27/04/2011

Cherpines-Charrottons, le déclassement ne répond pas aux exigences du plan directeur cantonal et au Projet d’agglomération franco-valdo-genevois !

Dans le Plan directeur cantonal en vigueur, approuvé par la Confédération (fiche 2.04 du schéma directeur), il est dit qu' « Il s'agira, pour tout projet de déclassement (ndlr : soit en amont de la décision de déclassement), de fournir un exposé des motifs établissant notamment :

  • la clause du besoin;
  • les mesures de regroupements intercommunaux,
  • le cas échéant; que le projet ne peut pas prendre place dans la zone à bâtir;
  • les mesures prises pour maîtriser le prix du terrain;
  • les mesures prises pour garantir la qualité de l'aménagement (PAC pour les projets d'envergure);
  • la desserte du périmètre par les transports collectifs;
  • les mesures de compensation quantitatives et/ou qualitatives portant sur les impacts nature et agriculture;
  • les mesures pour limiter la consommation du sol (indice d'utilisation, etc.);
  • la planification des équipements publics de quartier (compétence communale);
  • les équipements publics de quartier, ainsi que la desserte en transports publics, sont à planifier simultanément aux projets d'urbanisation.»

Dans ce cadre et en comparaison de l'existant, il est avéré que l'aménagement de ce secteur, tel que prévu au jour d'aujourd'hui ne répond pas au plan directeur cantonal et au principe retenu par le projet d'agglomération, soit la réalisation d' « une agglomération compacte, multipolaire et verte ».

Aujourd'hui on parle en effet de réaliser sur 58 hectares seulement 3'000 logements, soit accueillir environ 6'000 habitants, et développer une zone d'activité pouvant accueillir environ 2'000 emplois. Le tout avec les infrastructures nécessaires au (bon) fonctionnement de l'ensemble (voiries, zones de commerces et d'activités, zones dédiées aux loisirs, à la culture, aux sports et à la détente, ...).

La votation du 15 mai ne se limite donc pas au déclassement à proprement, mais bien à la validation de principe d'un gaspillage effroyable de notre territoire en le sous densifiant, de plus dans un secteur de terres agricoles d'excellente qualité, perdues à tout jamais.

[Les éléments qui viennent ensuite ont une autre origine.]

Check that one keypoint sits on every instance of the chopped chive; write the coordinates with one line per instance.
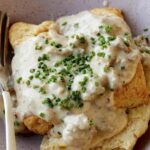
(37, 47)
(122, 67)
(32, 70)
(28, 82)
(101, 54)
(19, 80)
(145, 30)
(16, 123)
(48, 102)
(46, 41)
(64, 23)
(76, 25)
(42, 115)
(106, 69)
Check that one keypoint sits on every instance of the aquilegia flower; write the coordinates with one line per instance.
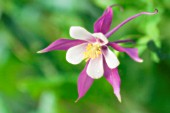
(93, 48)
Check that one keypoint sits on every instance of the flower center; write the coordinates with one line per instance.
(92, 51)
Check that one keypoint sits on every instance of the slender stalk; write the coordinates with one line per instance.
(127, 20)
(124, 41)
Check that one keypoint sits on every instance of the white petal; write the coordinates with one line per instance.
(75, 54)
(111, 58)
(80, 33)
(95, 68)
(102, 37)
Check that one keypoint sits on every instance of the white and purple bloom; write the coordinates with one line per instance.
(93, 48)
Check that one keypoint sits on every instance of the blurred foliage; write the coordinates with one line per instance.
(46, 83)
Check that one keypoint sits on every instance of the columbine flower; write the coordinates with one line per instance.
(93, 48)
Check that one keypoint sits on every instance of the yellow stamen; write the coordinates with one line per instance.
(92, 51)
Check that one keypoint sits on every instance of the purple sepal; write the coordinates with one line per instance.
(104, 22)
(132, 52)
(84, 83)
(112, 76)
(61, 44)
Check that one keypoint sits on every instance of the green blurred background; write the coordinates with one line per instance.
(46, 83)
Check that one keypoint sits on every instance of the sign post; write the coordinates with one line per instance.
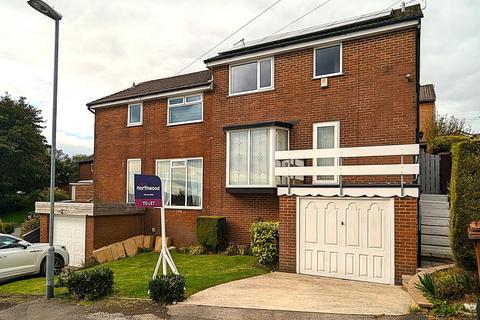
(148, 194)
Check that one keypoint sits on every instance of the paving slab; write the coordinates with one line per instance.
(293, 292)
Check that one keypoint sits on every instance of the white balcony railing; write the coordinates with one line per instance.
(401, 169)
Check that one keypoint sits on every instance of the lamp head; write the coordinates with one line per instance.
(44, 8)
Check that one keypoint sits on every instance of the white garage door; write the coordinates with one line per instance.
(350, 238)
(70, 232)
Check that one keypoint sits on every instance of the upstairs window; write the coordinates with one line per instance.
(251, 76)
(251, 154)
(135, 114)
(328, 61)
(183, 110)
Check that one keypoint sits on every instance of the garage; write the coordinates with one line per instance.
(70, 232)
(348, 238)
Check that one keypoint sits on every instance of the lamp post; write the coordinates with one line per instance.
(45, 9)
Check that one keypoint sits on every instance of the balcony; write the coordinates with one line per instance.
(389, 170)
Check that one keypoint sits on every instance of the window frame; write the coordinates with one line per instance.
(135, 124)
(272, 138)
(259, 89)
(200, 207)
(336, 125)
(183, 104)
(128, 181)
(315, 61)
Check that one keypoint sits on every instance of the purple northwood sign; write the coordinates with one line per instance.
(148, 191)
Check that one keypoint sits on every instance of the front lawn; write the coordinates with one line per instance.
(16, 217)
(133, 274)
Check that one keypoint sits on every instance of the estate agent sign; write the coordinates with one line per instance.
(148, 191)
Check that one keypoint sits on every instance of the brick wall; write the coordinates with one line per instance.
(373, 102)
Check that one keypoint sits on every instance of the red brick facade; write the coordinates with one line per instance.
(372, 100)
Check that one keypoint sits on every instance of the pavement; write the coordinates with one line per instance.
(293, 292)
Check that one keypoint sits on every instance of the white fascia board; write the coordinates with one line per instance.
(151, 97)
(335, 39)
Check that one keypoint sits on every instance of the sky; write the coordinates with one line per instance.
(107, 45)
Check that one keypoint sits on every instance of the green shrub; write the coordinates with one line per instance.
(60, 195)
(445, 143)
(7, 227)
(211, 232)
(464, 200)
(237, 249)
(88, 284)
(264, 237)
(30, 224)
(167, 289)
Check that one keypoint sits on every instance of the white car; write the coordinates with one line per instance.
(19, 257)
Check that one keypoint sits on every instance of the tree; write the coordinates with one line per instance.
(445, 125)
(23, 152)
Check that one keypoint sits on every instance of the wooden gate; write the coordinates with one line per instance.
(429, 172)
(435, 219)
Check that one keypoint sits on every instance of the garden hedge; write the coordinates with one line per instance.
(464, 200)
(445, 143)
(211, 232)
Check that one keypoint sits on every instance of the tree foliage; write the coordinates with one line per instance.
(23, 153)
(445, 125)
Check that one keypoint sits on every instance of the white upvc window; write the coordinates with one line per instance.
(134, 166)
(326, 136)
(327, 61)
(135, 114)
(185, 109)
(251, 76)
(182, 182)
(251, 156)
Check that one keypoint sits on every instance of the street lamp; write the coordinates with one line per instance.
(45, 9)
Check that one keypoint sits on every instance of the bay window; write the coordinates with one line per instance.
(181, 182)
(251, 156)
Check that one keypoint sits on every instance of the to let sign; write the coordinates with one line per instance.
(148, 191)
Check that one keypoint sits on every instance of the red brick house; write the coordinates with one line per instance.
(317, 129)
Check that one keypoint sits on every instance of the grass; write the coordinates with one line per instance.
(133, 274)
(16, 217)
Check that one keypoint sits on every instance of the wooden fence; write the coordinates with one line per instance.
(435, 218)
(429, 172)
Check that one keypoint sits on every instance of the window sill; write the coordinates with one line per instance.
(250, 92)
(183, 123)
(330, 75)
(134, 124)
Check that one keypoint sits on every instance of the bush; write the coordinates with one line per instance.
(7, 227)
(464, 200)
(30, 224)
(167, 289)
(445, 143)
(264, 236)
(60, 195)
(237, 249)
(89, 284)
(211, 232)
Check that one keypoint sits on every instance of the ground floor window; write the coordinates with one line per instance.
(181, 182)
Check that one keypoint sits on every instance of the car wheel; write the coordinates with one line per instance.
(57, 266)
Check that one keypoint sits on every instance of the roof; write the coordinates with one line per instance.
(87, 159)
(365, 22)
(427, 93)
(184, 81)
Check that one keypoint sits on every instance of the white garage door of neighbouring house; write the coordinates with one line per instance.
(349, 238)
(70, 232)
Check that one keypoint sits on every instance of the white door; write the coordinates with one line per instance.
(349, 238)
(70, 232)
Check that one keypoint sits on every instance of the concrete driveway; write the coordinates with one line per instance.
(293, 292)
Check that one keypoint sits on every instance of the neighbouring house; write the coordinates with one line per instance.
(318, 129)
(82, 190)
(427, 98)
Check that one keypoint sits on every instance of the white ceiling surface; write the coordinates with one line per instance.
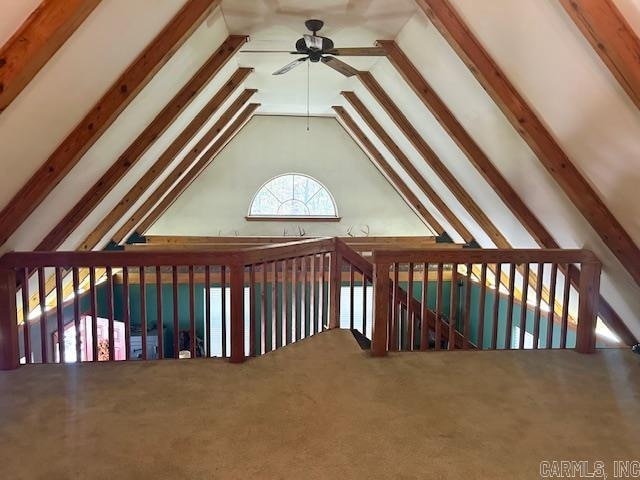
(278, 24)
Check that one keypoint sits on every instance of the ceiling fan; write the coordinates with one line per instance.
(316, 48)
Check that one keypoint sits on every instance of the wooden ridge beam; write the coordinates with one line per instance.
(406, 164)
(194, 172)
(381, 163)
(612, 38)
(141, 144)
(490, 173)
(102, 115)
(432, 159)
(167, 157)
(533, 131)
(36, 41)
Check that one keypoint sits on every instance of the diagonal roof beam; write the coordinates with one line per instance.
(612, 38)
(490, 173)
(167, 157)
(406, 164)
(102, 115)
(533, 131)
(36, 41)
(432, 159)
(381, 163)
(141, 144)
(194, 172)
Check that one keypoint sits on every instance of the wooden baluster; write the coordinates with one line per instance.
(552, 303)
(424, 310)
(466, 327)
(438, 332)
(565, 309)
(481, 307)
(110, 315)
(9, 341)
(588, 307)
(536, 320)
(237, 313)
(509, 320)
(294, 300)
(496, 306)
(303, 298)
(25, 314)
(274, 306)
(126, 309)
(60, 313)
(364, 304)
(351, 303)
(159, 320)
(223, 311)
(207, 309)
(286, 316)
(410, 310)
(312, 298)
(453, 309)
(176, 319)
(94, 314)
(263, 309)
(143, 311)
(380, 309)
(252, 311)
(395, 313)
(192, 313)
(524, 307)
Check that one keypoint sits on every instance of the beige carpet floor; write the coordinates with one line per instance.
(321, 408)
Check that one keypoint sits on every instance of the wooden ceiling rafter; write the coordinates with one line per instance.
(183, 167)
(142, 143)
(37, 40)
(612, 38)
(103, 114)
(168, 156)
(533, 131)
(390, 174)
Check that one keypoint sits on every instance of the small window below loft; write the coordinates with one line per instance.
(293, 196)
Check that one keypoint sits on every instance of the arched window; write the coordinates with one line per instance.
(293, 195)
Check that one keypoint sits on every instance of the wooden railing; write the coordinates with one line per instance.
(152, 299)
(395, 329)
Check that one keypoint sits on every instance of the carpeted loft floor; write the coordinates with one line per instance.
(321, 408)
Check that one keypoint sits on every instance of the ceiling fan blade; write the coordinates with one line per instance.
(291, 66)
(339, 66)
(358, 52)
(313, 42)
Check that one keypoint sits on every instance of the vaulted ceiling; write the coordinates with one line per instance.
(503, 122)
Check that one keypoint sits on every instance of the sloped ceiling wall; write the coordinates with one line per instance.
(534, 42)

A titre de comparaison, sur une surface équivalente, il est intéressant de calculer le ratio pour quelques communes qui peuvent servir de modèles (source ocstat : surfaces habitables et infrastructures) :

En ville de Genève, sur une surface équivalente, on trouve en moyenne 4'138 logements, 7'573 habitants (55%) et 6'197 emplois (45%) ; en ville de Carouge (apparemment pris comme modèle d'urbanisme par l'Etat pour le projet d'urbanisme de ce secteur), c'est en moyenne 2'580 logements pour 5'184 habitants (48%) et 5'519 emplois (52%).

Si l'on calculait un ratio complémentaire, en favorisant le logement par rapport à l'emploi (ce qui est prévu aux Cherpines-Charrottons est de ¾ d'habitants pour ¼ d'emplois, alors que l'urgence est le logement et non l'emploi), on devrait alors, sans problème, parvenir à réaliser 50% (voir 100%) de logements en plus, avec une qualité de vie similaire à celle de Carouge, soit accueillir au final 9'000 à 12'000 habitants en lieu et place des 6'000 escomptés.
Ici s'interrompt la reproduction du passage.